Vuelvo al
hombre de los palmares, de las aguas barreadas de yacarés, habituado a la dureza
de la vida a la intemperie y al viento calcinante. Al hombre que proviene del
litoral fangoso, sostenido por el verde de los pajonales y cerriles, siempre
luminosos. Esa región lo identifica con la necesidad de nombrar sus criaturas,
sus parajes; de significar y de revelarnos ante las hostilidades de la vida. Y
su encuentro con los misterios de la naturaleza correntina, como así también el
hallazgo del mar en sus frecuentes viajes a la costa uruguaya, le permiten experimentar
en la adolescencia una inesperada comunicación con el afuera y todo lo que
conlleva avistar ese nuevo mundo de imágenes y rituales. De pronto, la
escritura de Madariaga da cuenta de la magia del surrealismo: registra con
mayor nitidez el realismo del paisaje y la fabulación de inspirados fabuladores
que se cruzan en su azaroso andar. Pero nunca está solo. Porque el poeta se
propone vivir muy distante de la soledad. Necesita la compañía del otro: “No
conozco la soledad. El silencio cuando lo capté enseguida se me escapó. La
soledad en mí apunta y se va”, supo explicar alguna vez Madariaga en una de
sus diálogos con ocasionales entrevistadores. Es cierto. Su poesía nunca se
aparta del mundo exterior, siempre está explorando y explotando afuera de sus
entrañas. El silencio no fue la herramienta adecuada para descifrar sus enigmas
frente a los interrogantes del mundo o alumbrar aquellos rasgos profundos de la
memoria.
En la década del treinta, Madariaga sobrellevó una
niñez iluminada por ese reino de lagunas, ríos y palmares. De Saladas a
Concepción, los sinuosos caminos que se abrían entre los juncos hasta llegar a
estancias y ranchadas, incentivaron sus vivencias. Así, día tras día, vivió luego
la primera juventud, entre la labor de los cosecheros, los perros ladrando el
paso de las boas y los sapucay montaraces que resonaban en el silencio vegetal.

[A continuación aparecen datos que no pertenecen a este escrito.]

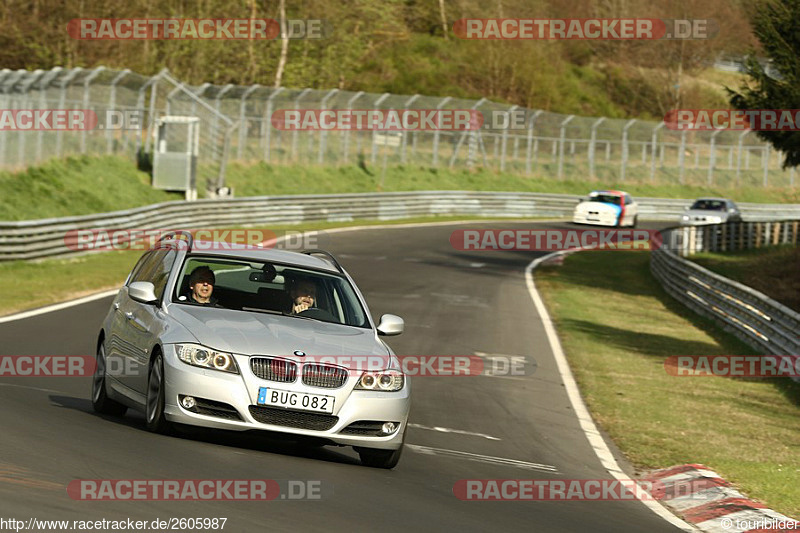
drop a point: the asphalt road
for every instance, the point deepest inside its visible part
(491, 427)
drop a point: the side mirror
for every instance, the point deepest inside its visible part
(391, 325)
(143, 292)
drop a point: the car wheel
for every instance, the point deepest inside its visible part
(155, 419)
(100, 400)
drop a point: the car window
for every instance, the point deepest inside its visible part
(253, 286)
(155, 268)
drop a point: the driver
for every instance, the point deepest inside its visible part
(303, 294)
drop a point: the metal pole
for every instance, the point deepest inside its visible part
(268, 123)
(62, 102)
(593, 145)
(624, 162)
(346, 141)
(243, 121)
(380, 99)
(405, 134)
(295, 133)
(711, 156)
(530, 139)
(739, 157)
(112, 104)
(562, 134)
(653, 142)
(436, 134)
(322, 134)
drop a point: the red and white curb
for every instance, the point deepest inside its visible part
(702, 498)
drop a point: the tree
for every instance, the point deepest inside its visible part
(775, 26)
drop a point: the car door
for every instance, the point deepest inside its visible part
(141, 323)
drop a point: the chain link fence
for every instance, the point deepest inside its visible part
(235, 125)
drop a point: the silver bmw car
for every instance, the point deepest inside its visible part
(245, 338)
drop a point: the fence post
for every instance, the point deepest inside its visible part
(243, 120)
(712, 156)
(406, 133)
(653, 142)
(378, 102)
(505, 138)
(624, 162)
(268, 124)
(62, 102)
(593, 145)
(436, 133)
(739, 157)
(561, 136)
(530, 141)
(346, 141)
(324, 132)
(112, 103)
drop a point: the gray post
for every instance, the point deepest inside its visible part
(268, 124)
(296, 133)
(346, 140)
(243, 120)
(739, 157)
(436, 133)
(624, 162)
(405, 133)
(593, 145)
(112, 103)
(323, 132)
(653, 142)
(505, 139)
(378, 102)
(561, 136)
(62, 102)
(530, 139)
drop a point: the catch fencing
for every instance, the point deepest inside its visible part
(236, 126)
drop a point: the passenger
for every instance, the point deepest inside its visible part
(201, 286)
(303, 293)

Por entonces, comenzó a labrar los sueños más salvajes mientras gozaba de las
enramadas espejándose en las aguas rosáceas: Están
surgiendo capullos de oro de la / calandria salvaje, / junto a la sombra, nunca
familiar, de / las palmeras, / en el amanecer de las pequeñas sombras / del
rocío. (Amanecer, del libro País garza real).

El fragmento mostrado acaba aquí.